What was all that crap about men that she grew up with? That one day, one of these (pitiful) specimens was going to fall in love with her (and actually love her—hah—whoever dreamed that one up should be worth a kazillion dollars), and make her whole. Give her something she couldn't live without. (She can live without most of the penises she's met so far, so if s all a lie.) Take James.
She had to get him. (It was supposed to be the other way around. But if she had waited, let him "make all the moves" the way men are always telling you to let them, she'd still be waiting.) She had to pursue James the way she's had to pursue everything else in her life. With straightforward determination. (She didn't know how to play the boy-girl game. No one ever taught her. And besides, it seemed disgusting and dishonest.) "Listen, James," she said at the beginning, after she and James had had six dates (and slept together on the fourth). "Listen, James. I'm not going to play games." This was one week after their sixth date, and James suddenly wasn't calling. She had to call him. (How dare he? And why? Why was he treating her this way?) "I've been on deadline," he said.
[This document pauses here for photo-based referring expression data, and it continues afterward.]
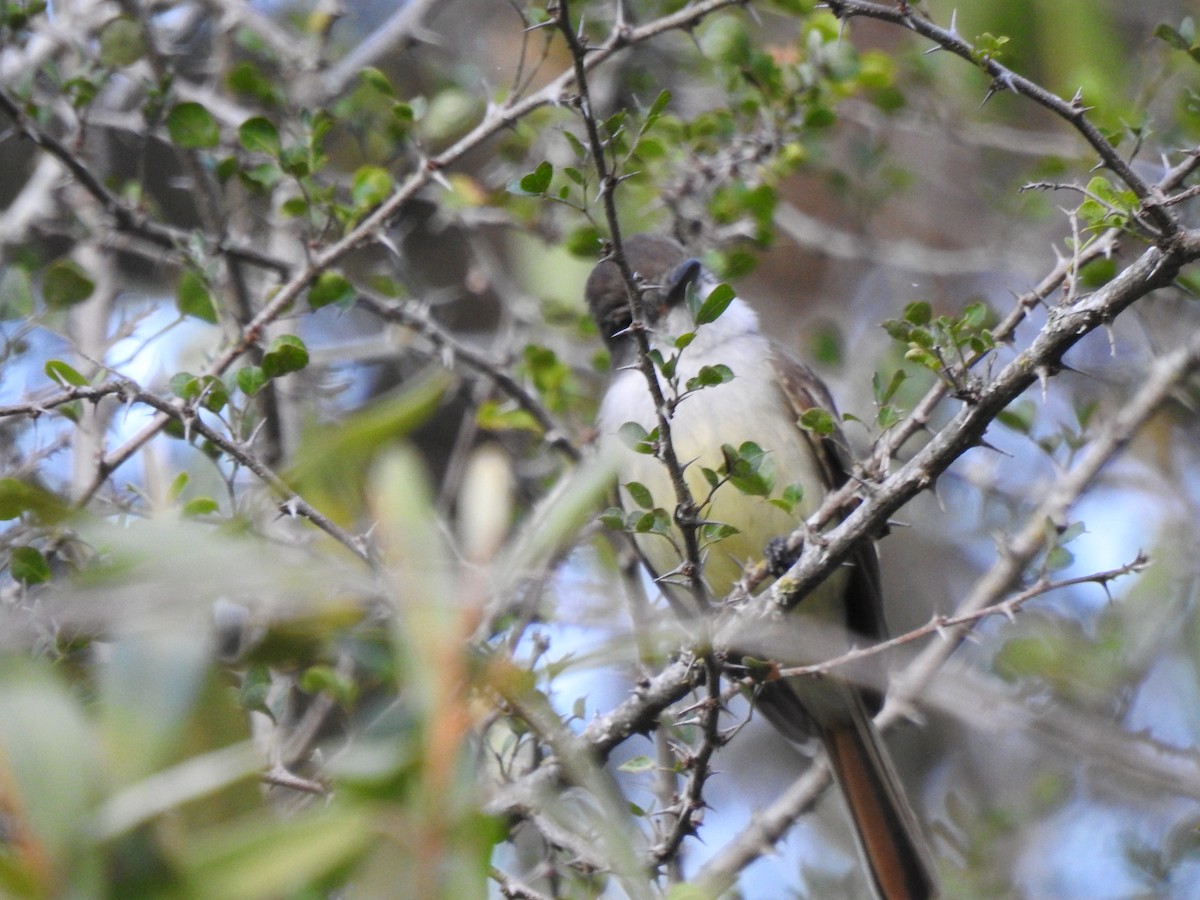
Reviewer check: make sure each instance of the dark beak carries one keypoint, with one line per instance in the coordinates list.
(676, 288)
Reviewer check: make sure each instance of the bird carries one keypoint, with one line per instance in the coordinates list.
(733, 397)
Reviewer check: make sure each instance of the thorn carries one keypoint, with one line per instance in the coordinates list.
(1044, 375)
(985, 445)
"You could have called me," she said. (No one is too busy to pick up the phone, to make a one-minute phone call. No matter how busy they say they are. Sorry.) "I forgot," James said.
"You ... forgot?" Winnie said. (Was it possible for a human being to be so stupid?) "I've been on deadline/' James said. (As if this were an excuse. She should have known then. She should have run in the other direction.) She didn't know how to play games.
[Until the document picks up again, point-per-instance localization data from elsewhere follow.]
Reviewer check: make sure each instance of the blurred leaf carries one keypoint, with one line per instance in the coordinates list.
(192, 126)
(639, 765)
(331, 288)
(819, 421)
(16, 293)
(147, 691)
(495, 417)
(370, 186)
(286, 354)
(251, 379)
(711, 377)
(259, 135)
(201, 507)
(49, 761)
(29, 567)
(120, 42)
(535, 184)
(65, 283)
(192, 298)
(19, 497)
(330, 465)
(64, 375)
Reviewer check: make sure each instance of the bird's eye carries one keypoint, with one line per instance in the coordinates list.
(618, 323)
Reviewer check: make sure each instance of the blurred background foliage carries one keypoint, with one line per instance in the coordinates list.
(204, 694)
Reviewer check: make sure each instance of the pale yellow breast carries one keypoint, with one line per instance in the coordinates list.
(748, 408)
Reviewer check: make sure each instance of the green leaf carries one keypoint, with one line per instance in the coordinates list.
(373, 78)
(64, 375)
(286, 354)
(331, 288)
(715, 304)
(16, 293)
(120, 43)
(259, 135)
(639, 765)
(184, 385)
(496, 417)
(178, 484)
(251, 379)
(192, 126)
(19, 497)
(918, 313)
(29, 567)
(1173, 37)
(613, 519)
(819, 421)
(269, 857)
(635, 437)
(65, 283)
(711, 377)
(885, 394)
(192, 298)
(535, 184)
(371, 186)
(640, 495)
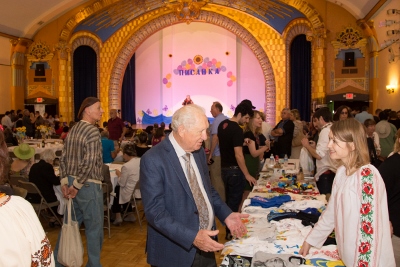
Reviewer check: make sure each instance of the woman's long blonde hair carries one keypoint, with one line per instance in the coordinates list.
(249, 126)
(349, 131)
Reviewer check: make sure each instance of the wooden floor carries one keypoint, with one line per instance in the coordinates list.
(126, 247)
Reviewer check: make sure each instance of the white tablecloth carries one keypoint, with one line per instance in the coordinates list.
(38, 150)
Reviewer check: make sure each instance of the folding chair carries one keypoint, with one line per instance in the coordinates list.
(38, 207)
(134, 203)
(106, 205)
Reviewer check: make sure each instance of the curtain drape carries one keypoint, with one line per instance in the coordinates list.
(85, 75)
(128, 93)
(300, 76)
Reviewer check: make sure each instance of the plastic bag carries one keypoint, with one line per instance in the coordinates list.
(70, 252)
(306, 162)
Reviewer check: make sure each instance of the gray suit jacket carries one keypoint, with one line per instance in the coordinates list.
(173, 220)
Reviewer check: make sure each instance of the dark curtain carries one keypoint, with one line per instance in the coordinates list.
(300, 76)
(128, 93)
(85, 75)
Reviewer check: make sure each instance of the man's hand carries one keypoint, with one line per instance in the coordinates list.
(305, 248)
(204, 242)
(235, 224)
(209, 157)
(251, 180)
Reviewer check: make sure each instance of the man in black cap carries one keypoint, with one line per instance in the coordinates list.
(81, 165)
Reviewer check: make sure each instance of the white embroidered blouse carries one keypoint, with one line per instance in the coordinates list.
(358, 212)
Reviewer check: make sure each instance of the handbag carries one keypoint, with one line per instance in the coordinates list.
(70, 252)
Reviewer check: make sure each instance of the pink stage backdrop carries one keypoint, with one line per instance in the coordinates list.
(201, 60)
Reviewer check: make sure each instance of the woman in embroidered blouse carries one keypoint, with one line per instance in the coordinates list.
(26, 242)
(357, 209)
(23, 163)
(253, 151)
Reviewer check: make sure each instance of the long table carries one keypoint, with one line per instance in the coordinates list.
(270, 233)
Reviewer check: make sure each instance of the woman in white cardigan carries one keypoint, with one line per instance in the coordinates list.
(357, 209)
(127, 179)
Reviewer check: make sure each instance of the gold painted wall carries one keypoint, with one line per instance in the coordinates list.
(335, 20)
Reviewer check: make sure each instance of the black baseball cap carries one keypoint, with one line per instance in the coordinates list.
(247, 102)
"You forgot," she said. Again. (And he was an award-winning journalist.) "How dare you forget," she said. "I slept with you, James. I had sex with you. We have a relationship. How dare you?" She hung up the phone. (She was shaking.) She called back.
"And you're fucking lucky to be going out with me.
Ten minutes later, he called. "Do you want to go to a book party with me on Monday?”
She accepted.
She should have run in the other direction. She didn't.
(A man once described his love for a former girlfriend to her: "She was like my lover, my mother, my sister, and my child," he said. To James, she is only his mother.) James needed her. (He still does nothing.) When she met him, he was living in a tiny studio apartment with a loft bed. He had a bureau and a desk under the loft. He had one old couch and bookshelves made of cinder blocks and two-by fours. He was thirty-two and his sink was full of dirty dishes.
Winnie washed his dishes.
"Listen, James," she said. "You're fucking lucky to be going out with me." (She was an editor at a women's magazine. A full editor. She got a free ride home in the company car if she worked past seven. She assigned pieces and had lunches with writers; sometimes she had to kill pieces too.
Then she'd call the writer and say, "I'm sorry, this piece just isn't working for us. Maybe you can try to sell it someplace else." Sometimes the writers would cry. Everyone said that Winnie was going to go far.) "Listen, James," Winnie said. "I think you have a fear of success. You have a fear of change. You're afraid that if you commit to me, you'll have to change. You'll have to acknowledge your success.”